Os cientistas, dirigidos por Gerhard Brandner, apresentam a sua controversa teoria em tese que vai merecer publicação na revista científica Naturwissenschaften. Eles defendem que a transmissão foi possível porque na África são tradicionalmente caçados muitos primatas cuja carne é vendida em mercados ao ar livre, infestados de moscas. Brandner e a sua equipa argumentam que a mosca em questão tem hábitos alimentares diferentes de outros insetos semelhantes.
A maioria das moscas que picam limita-se a beber o sangue do animal ou pessoa afetados, mas a Istomoxys calcitrans raspa a pele, vomitando o sangue que não conseguiu ingerir da sua picada anterior, que pode estar infetado com o vírus da Aids.
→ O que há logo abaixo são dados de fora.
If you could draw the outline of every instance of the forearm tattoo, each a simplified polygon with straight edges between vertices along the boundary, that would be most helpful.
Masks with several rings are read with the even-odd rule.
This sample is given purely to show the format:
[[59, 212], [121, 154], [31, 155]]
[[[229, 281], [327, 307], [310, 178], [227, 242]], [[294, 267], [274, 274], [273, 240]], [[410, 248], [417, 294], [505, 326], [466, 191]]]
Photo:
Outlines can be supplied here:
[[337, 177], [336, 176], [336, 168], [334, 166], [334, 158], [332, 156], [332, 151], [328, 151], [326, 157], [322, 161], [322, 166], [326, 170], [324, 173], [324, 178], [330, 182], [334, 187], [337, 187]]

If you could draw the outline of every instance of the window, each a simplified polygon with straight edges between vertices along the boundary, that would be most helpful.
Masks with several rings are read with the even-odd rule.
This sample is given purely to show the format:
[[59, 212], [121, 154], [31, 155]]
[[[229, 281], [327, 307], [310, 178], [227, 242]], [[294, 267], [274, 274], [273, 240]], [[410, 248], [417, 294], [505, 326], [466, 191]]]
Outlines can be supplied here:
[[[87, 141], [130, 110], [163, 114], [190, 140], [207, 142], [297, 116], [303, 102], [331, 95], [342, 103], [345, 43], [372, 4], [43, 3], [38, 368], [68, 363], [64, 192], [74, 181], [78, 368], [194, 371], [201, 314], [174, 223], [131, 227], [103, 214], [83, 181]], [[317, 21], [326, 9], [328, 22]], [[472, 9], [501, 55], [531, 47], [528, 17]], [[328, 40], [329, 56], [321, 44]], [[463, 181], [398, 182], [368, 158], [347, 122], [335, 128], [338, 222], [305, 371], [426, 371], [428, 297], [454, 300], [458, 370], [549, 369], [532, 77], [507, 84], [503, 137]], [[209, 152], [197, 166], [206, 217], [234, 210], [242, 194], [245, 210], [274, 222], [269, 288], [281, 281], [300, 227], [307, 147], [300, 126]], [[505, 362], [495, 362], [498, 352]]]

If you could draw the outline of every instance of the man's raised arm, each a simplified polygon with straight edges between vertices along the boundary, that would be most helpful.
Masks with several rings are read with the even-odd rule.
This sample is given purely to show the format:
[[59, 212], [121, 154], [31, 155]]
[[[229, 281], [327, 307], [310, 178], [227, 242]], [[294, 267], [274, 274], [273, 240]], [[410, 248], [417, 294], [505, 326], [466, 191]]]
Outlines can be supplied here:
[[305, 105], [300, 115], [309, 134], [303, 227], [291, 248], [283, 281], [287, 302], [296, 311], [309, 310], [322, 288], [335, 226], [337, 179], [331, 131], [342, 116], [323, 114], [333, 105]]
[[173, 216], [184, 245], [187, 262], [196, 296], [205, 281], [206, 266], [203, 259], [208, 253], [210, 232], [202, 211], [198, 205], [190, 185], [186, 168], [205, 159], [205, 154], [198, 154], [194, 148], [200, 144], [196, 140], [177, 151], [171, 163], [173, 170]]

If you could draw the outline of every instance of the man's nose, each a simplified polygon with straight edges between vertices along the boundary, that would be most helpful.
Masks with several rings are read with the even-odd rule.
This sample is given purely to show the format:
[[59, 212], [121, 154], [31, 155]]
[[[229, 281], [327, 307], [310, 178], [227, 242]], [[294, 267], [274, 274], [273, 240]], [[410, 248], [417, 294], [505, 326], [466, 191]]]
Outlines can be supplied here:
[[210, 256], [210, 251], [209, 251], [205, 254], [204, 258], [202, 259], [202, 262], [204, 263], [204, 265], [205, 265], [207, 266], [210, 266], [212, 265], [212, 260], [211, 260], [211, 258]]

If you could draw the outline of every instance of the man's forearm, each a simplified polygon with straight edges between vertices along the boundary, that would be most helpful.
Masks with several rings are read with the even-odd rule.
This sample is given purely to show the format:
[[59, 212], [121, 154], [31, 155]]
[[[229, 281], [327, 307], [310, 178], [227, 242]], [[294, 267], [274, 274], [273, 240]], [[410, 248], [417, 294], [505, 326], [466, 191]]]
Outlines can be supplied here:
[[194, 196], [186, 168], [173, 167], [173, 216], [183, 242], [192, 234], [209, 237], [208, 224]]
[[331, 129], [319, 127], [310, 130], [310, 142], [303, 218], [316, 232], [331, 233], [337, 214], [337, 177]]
Brandner e o seu colega Werner Kloft demonstraram em 1992 que diferentes estirpes do vírus da Aids sobrevivem nos vómitos destas moscas, já que a parte dianteira do seu intestino, onde se armazena o sangue que depois é vomitado, está livre de enzimas.
Para David Mabey, professor da Escola de Higiene e Medicina Tropical de Londres, esta teoria, que será publicada em simultâneo na revista britânica New Scientist, é uma tese interessante, mas o problema de histórias como esta é que desviam a atenção do problema principal. E o problema principal é que 90 por cento das infecções ocorrem como consequência de relações sexuais sem protecção ou na transmissão da mãe para o filho. Por isso, alertam que o importante continua sendo a proteção nas relações sexuais, em vez de preocupações sobre a possível picada de uma mosca, salienta Mabey.